If I were certain of being able to depart, I would provide you with certificates attesting to my background. I await your response, telling me whether my fortune is sufficient to emigrate and establish myself in your country. I beg you to give me an audience; I came to Paris expressly to see you, and I cannot stay long.⟩

1This appeal was successful. Two days later BF granted Despeintreaux an audience, talked with him about America, and promised to provide him with a letter of recommendation when he was was ready to leave. On March 20, after he had sold part of his estate, Despeintreaux returned to Passy and BF wrote a letter of introduction to the Baches for him and his future wife, Anna Emily Sebin.

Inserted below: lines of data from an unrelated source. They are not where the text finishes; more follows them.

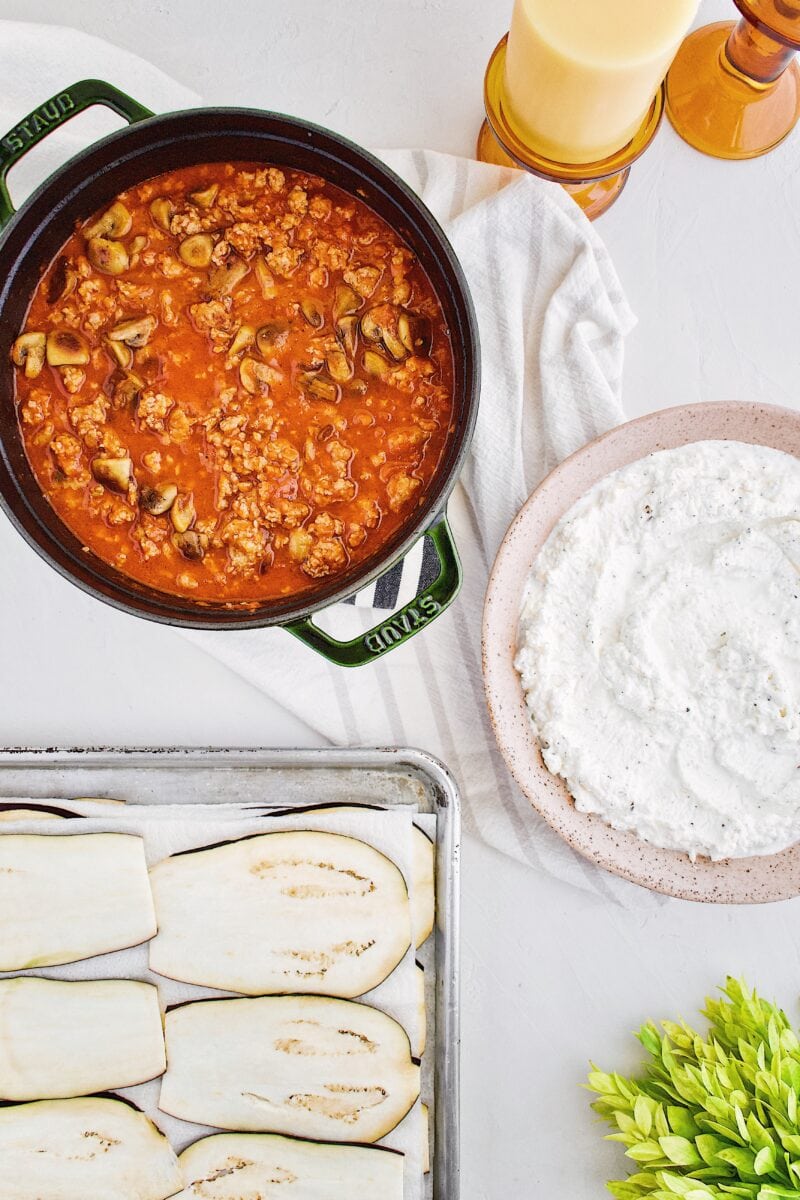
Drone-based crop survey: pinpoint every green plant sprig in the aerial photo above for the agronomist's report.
[587,978,800,1200]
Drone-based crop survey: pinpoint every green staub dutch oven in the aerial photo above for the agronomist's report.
[0,79,480,666]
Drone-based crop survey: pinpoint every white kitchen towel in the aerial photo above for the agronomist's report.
[187,150,645,904]
[0,22,645,904]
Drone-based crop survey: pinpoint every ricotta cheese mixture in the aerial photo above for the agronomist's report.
[516,442,800,858]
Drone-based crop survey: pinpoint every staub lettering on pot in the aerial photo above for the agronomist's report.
[0,91,76,158]
[363,596,441,654]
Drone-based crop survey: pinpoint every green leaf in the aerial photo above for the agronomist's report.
[658,1135,703,1166]
[718,1146,756,1177]
[694,1133,729,1166]
[747,1112,775,1150]
[625,1141,664,1163]
[633,1096,655,1138]
[753,1145,775,1175]
[667,1104,699,1138]
[658,1171,697,1196]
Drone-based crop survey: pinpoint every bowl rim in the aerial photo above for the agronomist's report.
[481,401,800,904]
[0,106,481,631]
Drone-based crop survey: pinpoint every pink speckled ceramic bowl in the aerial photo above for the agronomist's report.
[483,403,800,904]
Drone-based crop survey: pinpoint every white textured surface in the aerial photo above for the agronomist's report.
[0,0,800,1200]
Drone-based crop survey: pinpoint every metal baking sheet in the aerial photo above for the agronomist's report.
[0,748,461,1200]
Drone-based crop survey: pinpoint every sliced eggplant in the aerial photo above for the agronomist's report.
[0,797,125,821]
[416,962,428,1058]
[0,976,167,1100]
[0,1096,182,1200]
[160,996,420,1142]
[175,1133,403,1200]
[0,833,156,971]
[150,832,409,997]
[0,804,71,821]
[263,804,437,949]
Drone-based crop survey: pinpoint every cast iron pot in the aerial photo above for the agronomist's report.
[0,79,480,666]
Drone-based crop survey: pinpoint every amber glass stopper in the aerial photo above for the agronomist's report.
[476,35,664,221]
[667,0,800,158]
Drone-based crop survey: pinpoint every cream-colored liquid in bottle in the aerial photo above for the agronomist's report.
[504,0,698,163]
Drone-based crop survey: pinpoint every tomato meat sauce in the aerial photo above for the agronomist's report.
[12,163,453,604]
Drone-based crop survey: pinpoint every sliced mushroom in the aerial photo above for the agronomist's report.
[333,283,361,322]
[253,254,278,300]
[47,329,89,367]
[336,313,359,355]
[325,350,353,383]
[169,492,197,533]
[139,484,178,517]
[86,238,131,275]
[228,325,255,358]
[361,304,408,362]
[255,320,289,359]
[173,529,209,562]
[362,350,389,379]
[300,296,325,329]
[56,367,86,396]
[91,458,133,494]
[150,196,175,233]
[47,254,78,304]
[178,233,213,271]
[397,312,433,355]
[113,369,144,408]
[11,334,47,379]
[108,316,158,350]
[84,200,133,239]
[300,371,339,404]
[209,254,249,296]
[188,184,219,209]
[106,338,133,371]
[239,358,273,396]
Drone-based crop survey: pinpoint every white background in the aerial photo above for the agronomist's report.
[0,0,800,1200]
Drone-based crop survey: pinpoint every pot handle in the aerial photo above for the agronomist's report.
[283,514,462,667]
[0,79,152,229]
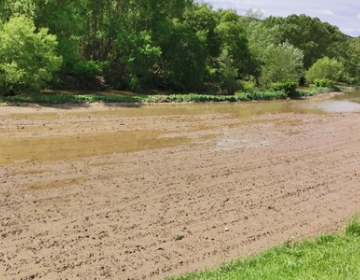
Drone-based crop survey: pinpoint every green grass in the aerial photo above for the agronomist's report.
[0,85,348,105]
[168,219,360,280]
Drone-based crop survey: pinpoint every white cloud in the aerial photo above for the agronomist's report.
[205,0,360,36]
[317,10,334,16]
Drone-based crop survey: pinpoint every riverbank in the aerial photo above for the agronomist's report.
[0,101,360,280]
[0,85,349,105]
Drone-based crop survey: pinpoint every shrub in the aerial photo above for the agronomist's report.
[0,16,62,94]
[271,82,297,97]
[305,57,345,83]
[241,81,256,92]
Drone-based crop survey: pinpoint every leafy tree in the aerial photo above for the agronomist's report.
[343,37,360,83]
[260,43,304,85]
[0,16,61,93]
[263,15,347,69]
[305,57,345,83]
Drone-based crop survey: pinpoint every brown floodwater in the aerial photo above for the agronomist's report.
[0,91,360,165]
[0,130,190,165]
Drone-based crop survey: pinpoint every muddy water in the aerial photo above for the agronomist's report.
[0,91,360,165]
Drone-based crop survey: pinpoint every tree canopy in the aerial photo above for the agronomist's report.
[0,0,360,93]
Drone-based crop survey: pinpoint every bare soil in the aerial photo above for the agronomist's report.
[0,105,360,280]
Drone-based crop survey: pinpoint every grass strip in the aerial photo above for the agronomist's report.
[0,88,352,105]
[168,218,360,280]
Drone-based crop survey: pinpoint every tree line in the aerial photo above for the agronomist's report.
[0,0,360,94]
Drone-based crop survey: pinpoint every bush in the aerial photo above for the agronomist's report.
[313,79,335,88]
[0,16,62,94]
[241,81,256,92]
[271,82,297,97]
[305,57,345,83]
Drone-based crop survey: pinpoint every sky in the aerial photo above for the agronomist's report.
[204,0,360,37]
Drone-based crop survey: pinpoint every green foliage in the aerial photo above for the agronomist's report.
[240,80,256,92]
[271,82,297,97]
[313,79,335,88]
[0,16,61,94]
[263,15,348,69]
[260,43,304,85]
[0,0,360,94]
[345,213,360,236]
[168,220,360,280]
[305,57,345,83]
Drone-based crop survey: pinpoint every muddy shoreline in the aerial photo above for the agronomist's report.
[0,101,360,280]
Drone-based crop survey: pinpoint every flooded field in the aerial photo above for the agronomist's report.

The couple embarked for Philadelphia via London in mid-May, and on Aug. 10, 1784, they were married at St. Joseph’s Church in Philadelphia: ——— Lucas to BF, June 30, 1785; Despeintreaux to BF, July 28 [i.e., 18?], 1788, both at the APS; Francis T. Furey, ed., “Father Farmer’s Marriage Register, 1758–1786,” Records of the American Catholic Hist. Soc., II (1889), 311.

2The dîme was a tax levied by the Catholic and Protestant Churches on crops and farm products. Under feudal law, peasants also paid fees to the seigneur in addition to their labor: Joël Cornette, Histoire de la France: absolutisme et lumières, 1652–1783 (Paris, 1993), p. 237; Pierre-François Boncerf, Les Inconvéniens des droits féodaux (London, 1776), p. 6.